A propos de la comparaison du gaz en citerne et du gaz en bouteille proposé par BUTAGAZ sur son site, les griefs de PRIMAGAZ pour le gaz en citerne sur l'absence de mise à jour quotidienne des prix pratiqués quotidiennement ont été rejetés au motif que n'était pas démontré qu'une variation des prix pouvait intervenir de façon quotidienne ni même que son propre barême a été modifié sans que les exemples comparatifs en prennent compte.

Par ailleurs, il a été jugé que la comparaison des prix selon les barêmes officiels, dès lors qu'elle est expliquée n'est pas de nature à induire en erreur le consommateur.

Un message publicitaire en ces termes « le comparateur- Avant d'acheter comparer les prix » « aujourd'hui faut-il nécessairement payer le prix le plus fort pour avoir des produits de qualité ? » affirmant qu'une seule marque « se différencie pour préserver votre pouvoir d'achat » destiné à présenter un comparateur du prix de certains produits similaires dont la confrontation notamment en ce qui concerne les prix relève de la nature même de la publicité comparative ne peut entraîner le discrédit ou le dénigrement d'un concurrent qui pratique des prix plus élevés (Cour d'Appel Versailles, 13 Janvier 2010).

Dans un litige entre Carrefour et LECLERC,la Cour de Cassation a relevé que la totalité des relevés de prix en rayons, leur contrôle, leur enregistrement et leur mise en ligne sur le site litigieux ont été effectués par des opérateurs indépendants de l'annonceur, dont la compétence et le sérieux n'ont nullement été mise en doute par la société Carrefour.

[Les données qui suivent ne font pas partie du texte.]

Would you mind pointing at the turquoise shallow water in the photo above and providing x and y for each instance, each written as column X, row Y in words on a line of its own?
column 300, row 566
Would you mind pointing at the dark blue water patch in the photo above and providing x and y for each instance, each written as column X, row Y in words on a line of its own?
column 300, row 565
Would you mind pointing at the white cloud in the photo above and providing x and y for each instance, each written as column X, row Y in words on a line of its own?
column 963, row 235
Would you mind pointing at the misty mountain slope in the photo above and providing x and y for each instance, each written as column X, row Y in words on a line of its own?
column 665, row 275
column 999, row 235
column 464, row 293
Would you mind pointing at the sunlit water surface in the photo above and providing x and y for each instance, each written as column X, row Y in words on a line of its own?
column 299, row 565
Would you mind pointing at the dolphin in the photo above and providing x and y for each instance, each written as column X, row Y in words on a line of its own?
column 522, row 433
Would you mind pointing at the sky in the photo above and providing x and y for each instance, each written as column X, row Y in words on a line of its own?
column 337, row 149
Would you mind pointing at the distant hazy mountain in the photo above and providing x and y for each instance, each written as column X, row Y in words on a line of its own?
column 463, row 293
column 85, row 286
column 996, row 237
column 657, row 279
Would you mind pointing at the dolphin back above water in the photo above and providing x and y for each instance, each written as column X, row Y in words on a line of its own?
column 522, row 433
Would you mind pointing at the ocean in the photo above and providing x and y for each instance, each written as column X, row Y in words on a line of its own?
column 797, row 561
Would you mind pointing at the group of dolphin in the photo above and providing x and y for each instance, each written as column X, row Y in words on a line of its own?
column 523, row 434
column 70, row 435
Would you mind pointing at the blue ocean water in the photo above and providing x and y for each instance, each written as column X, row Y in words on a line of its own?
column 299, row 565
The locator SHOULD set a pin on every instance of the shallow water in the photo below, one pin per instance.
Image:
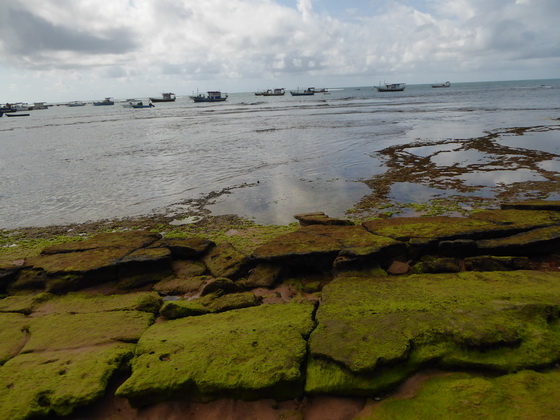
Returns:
(277, 156)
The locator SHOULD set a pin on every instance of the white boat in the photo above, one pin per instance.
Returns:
(212, 96)
(106, 101)
(391, 87)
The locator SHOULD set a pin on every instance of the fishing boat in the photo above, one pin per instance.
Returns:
(211, 96)
(270, 92)
(391, 87)
(166, 97)
(104, 102)
(306, 92)
(138, 104)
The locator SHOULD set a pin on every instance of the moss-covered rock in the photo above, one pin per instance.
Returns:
(71, 271)
(437, 265)
(532, 205)
(463, 396)
(80, 303)
(347, 247)
(13, 335)
(498, 321)
(522, 219)
(180, 285)
(57, 382)
(226, 261)
(122, 240)
(23, 304)
(211, 303)
(439, 227)
(542, 240)
(263, 275)
(320, 218)
(186, 248)
(495, 263)
(248, 353)
(70, 331)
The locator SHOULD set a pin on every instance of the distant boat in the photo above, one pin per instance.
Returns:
(212, 96)
(270, 92)
(106, 101)
(139, 104)
(391, 87)
(306, 92)
(39, 105)
(166, 97)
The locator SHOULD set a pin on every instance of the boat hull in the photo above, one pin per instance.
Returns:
(208, 99)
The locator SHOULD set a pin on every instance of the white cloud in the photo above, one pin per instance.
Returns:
(236, 43)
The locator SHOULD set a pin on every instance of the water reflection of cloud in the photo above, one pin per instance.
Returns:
(424, 151)
(463, 158)
(546, 141)
(552, 165)
(277, 200)
(494, 178)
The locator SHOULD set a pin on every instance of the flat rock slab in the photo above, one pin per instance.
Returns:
(464, 396)
(212, 303)
(322, 244)
(80, 303)
(532, 205)
(522, 219)
(373, 333)
(437, 228)
(127, 240)
(541, 240)
(70, 331)
(186, 248)
(246, 353)
(12, 335)
(320, 218)
(226, 261)
(57, 382)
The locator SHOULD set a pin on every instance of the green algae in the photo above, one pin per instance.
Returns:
(70, 331)
(247, 353)
(500, 321)
(84, 303)
(463, 396)
(38, 384)
(13, 335)
(179, 286)
(523, 219)
(211, 303)
(24, 304)
(441, 227)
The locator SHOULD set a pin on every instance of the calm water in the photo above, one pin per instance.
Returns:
(297, 154)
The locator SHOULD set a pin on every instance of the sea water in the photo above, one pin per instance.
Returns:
(265, 158)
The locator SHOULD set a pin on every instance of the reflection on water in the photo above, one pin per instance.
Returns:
(498, 177)
(292, 155)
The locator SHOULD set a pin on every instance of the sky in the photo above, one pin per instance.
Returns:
(63, 50)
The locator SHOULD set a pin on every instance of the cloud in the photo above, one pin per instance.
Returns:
(245, 40)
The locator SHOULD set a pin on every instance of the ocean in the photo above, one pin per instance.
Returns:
(265, 158)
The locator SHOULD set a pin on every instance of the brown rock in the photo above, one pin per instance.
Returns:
(319, 218)
(226, 261)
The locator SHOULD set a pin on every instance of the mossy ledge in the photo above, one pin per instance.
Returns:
(328, 307)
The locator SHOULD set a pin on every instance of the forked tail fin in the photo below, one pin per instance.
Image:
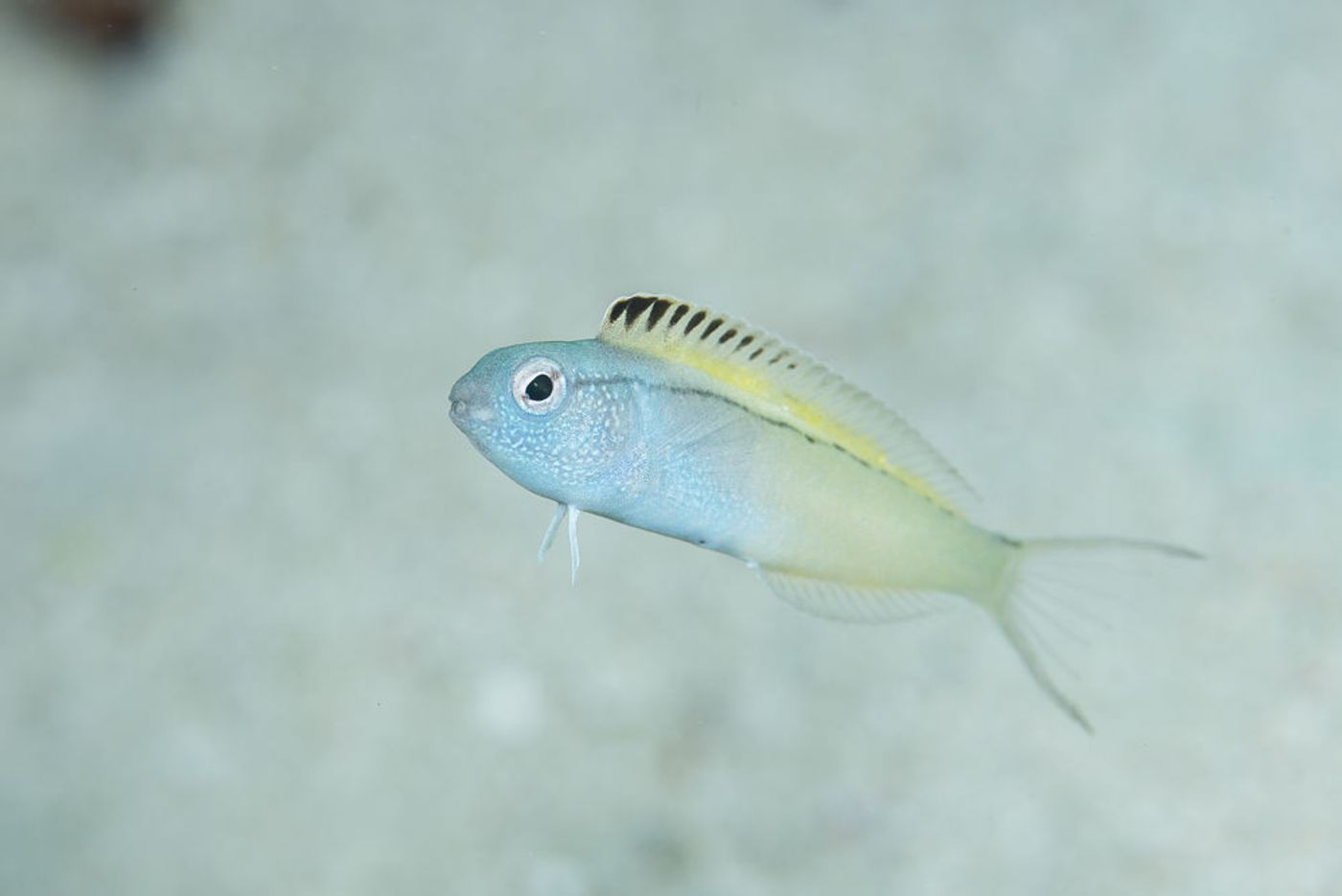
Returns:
(1032, 584)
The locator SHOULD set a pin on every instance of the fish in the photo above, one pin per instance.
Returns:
(694, 425)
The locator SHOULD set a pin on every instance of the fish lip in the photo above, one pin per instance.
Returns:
(469, 405)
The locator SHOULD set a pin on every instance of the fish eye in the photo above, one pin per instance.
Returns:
(539, 385)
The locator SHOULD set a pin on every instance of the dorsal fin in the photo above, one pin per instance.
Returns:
(778, 381)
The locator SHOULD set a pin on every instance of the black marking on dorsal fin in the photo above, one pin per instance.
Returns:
(659, 308)
(635, 306)
(780, 384)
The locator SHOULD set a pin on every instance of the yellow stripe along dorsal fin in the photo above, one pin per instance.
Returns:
(784, 384)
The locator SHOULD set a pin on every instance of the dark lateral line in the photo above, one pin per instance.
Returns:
(705, 393)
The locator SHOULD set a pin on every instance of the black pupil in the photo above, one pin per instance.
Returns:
(540, 388)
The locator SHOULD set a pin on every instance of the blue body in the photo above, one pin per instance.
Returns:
(616, 446)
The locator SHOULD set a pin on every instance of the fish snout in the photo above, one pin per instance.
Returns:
(469, 404)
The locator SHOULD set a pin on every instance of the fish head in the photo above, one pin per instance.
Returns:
(553, 416)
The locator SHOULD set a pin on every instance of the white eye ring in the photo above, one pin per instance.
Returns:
(539, 386)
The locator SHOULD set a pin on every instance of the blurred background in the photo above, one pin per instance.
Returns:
(270, 625)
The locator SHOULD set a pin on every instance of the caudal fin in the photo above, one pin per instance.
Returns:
(1037, 580)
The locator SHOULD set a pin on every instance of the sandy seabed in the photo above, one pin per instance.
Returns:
(270, 625)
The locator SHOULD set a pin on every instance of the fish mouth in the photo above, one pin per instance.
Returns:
(467, 405)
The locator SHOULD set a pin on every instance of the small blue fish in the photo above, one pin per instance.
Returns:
(697, 425)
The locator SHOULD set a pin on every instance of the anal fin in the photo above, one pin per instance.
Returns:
(847, 604)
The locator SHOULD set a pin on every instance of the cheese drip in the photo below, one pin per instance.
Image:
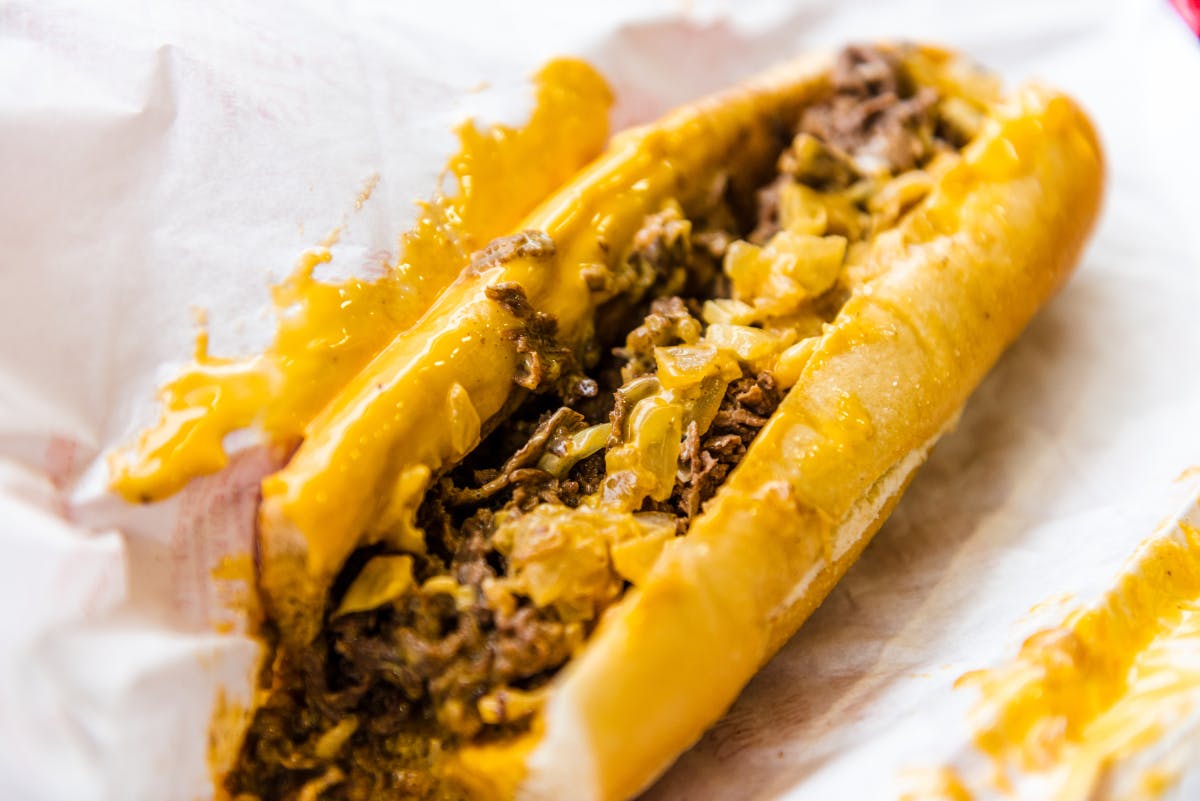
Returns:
(327, 332)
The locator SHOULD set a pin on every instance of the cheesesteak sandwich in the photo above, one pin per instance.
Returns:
(544, 538)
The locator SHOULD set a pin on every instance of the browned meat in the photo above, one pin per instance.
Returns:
(544, 360)
(748, 404)
(670, 323)
(874, 115)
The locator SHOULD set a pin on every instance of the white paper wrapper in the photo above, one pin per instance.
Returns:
(155, 158)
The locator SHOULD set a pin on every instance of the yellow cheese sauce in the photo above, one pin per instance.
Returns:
(328, 332)
(1083, 697)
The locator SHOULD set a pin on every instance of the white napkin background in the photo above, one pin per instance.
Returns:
(156, 157)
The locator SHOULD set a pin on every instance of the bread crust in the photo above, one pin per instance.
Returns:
(934, 305)
(948, 290)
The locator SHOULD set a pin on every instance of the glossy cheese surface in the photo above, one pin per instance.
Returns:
(327, 332)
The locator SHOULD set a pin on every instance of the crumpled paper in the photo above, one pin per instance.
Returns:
(162, 157)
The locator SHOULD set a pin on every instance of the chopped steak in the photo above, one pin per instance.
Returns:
(453, 651)
(670, 323)
(875, 115)
(707, 459)
(544, 360)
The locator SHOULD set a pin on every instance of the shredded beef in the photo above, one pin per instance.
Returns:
(364, 711)
(875, 115)
(544, 360)
(707, 459)
(531, 244)
(670, 323)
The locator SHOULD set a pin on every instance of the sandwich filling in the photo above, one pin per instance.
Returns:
(607, 456)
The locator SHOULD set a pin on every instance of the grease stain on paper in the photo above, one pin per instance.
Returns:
(327, 332)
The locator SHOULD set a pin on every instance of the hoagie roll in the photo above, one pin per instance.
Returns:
(544, 538)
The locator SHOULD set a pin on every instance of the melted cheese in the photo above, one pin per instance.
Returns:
(1104, 685)
(327, 332)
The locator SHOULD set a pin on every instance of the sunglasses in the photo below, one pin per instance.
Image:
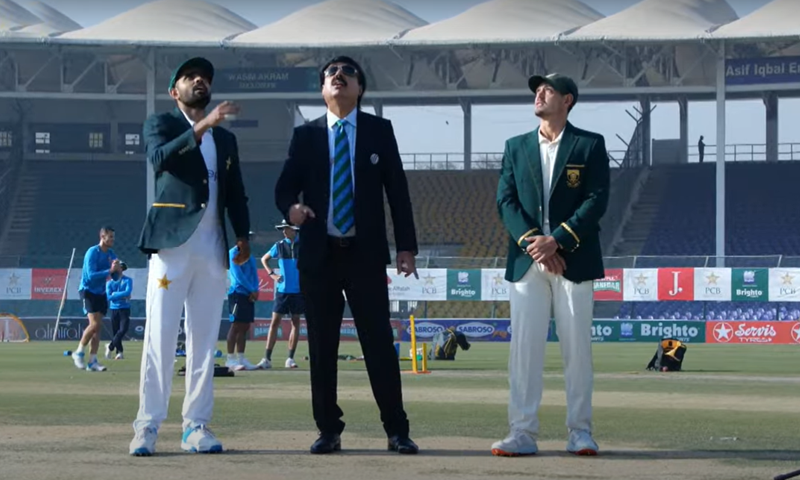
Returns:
(347, 70)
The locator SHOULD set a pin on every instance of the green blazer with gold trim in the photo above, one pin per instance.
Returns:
(578, 200)
(181, 183)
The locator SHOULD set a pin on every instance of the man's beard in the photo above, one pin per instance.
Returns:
(197, 100)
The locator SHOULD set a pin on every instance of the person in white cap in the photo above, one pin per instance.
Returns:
(288, 298)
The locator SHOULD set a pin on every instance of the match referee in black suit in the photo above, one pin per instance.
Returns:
(342, 163)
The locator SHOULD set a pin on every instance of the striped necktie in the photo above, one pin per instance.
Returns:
(343, 217)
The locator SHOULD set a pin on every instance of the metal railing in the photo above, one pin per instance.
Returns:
(271, 151)
(745, 152)
(429, 258)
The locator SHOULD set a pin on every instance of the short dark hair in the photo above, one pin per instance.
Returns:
(362, 79)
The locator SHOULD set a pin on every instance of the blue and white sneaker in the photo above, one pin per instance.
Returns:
(516, 444)
(77, 358)
(144, 443)
(199, 439)
(95, 366)
(581, 443)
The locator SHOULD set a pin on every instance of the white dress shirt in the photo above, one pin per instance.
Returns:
(547, 151)
(208, 149)
(350, 130)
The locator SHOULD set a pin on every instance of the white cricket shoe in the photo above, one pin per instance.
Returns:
(581, 443)
(233, 364)
(144, 442)
(199, 439)
(245, 363)
(264, 364)
(95, 367)
(516, 444)
(77, 358)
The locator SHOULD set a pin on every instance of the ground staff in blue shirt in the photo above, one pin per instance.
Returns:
(242, 297)
(118, 291)
(98, 263)
(288, 299)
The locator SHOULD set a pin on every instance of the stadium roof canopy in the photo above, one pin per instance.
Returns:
(659, 20)
(365, 23)
(776, 19)
(505, 21)
(166, 22)
(335, 23)
(39, 20)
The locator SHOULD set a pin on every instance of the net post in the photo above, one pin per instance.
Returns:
(63, 295)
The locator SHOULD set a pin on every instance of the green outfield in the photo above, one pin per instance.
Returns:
(734, 413)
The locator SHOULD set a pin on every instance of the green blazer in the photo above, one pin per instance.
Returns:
(181, 183)
(578, 200)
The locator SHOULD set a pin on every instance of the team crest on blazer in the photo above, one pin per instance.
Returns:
(573, 177)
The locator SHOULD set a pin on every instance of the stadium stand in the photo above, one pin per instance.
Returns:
(673, 226)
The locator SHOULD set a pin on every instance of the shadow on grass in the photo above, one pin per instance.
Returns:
(750, 455)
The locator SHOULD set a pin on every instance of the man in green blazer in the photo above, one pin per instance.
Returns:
(552, 193)
(197, 180)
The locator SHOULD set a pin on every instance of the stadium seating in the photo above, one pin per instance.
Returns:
(677, 209)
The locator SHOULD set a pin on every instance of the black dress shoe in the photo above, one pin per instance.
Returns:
(327, 443)
(402, 445)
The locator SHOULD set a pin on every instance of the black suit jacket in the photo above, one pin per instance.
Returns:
(307, 171)
(181, 183)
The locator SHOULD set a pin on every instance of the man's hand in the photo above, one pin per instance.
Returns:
(406, 263)
(299, 213)
(217, 115)
(243, 253)
(541, 247)
(555, 264)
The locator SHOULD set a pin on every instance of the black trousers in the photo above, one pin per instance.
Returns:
(120, 320)
(368, 297)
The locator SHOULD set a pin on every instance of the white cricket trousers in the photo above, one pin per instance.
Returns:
(191, 276)
(533, 298)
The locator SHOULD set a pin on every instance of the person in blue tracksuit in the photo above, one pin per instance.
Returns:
(118, 292)
(288, 299)
(99, 262)
(242, 298)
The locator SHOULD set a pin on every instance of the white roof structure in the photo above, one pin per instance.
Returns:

Les tickets de caisse de Carrefour comme le logiciel de caisse n'établissent aucunement la réalité de l'offre.

La manipulation par Leclerc sur le site en raison d'une baisse des prix pendant les périodes de relevés est écartée car relative et les éléments dont la société Carrefour fait état se rapportent à un échantillonnage très limité de produits au regard du nombre considérable d'articles intégrés dans le comparateur de prix (Cass. Com., 19 janvier 2010, pourvoi n° 08-19814).

La publicité comparative,stimulateur de concurrence certes, mais aussi procédé de détermination du consommateur qui a besoin de comparer pour choisir.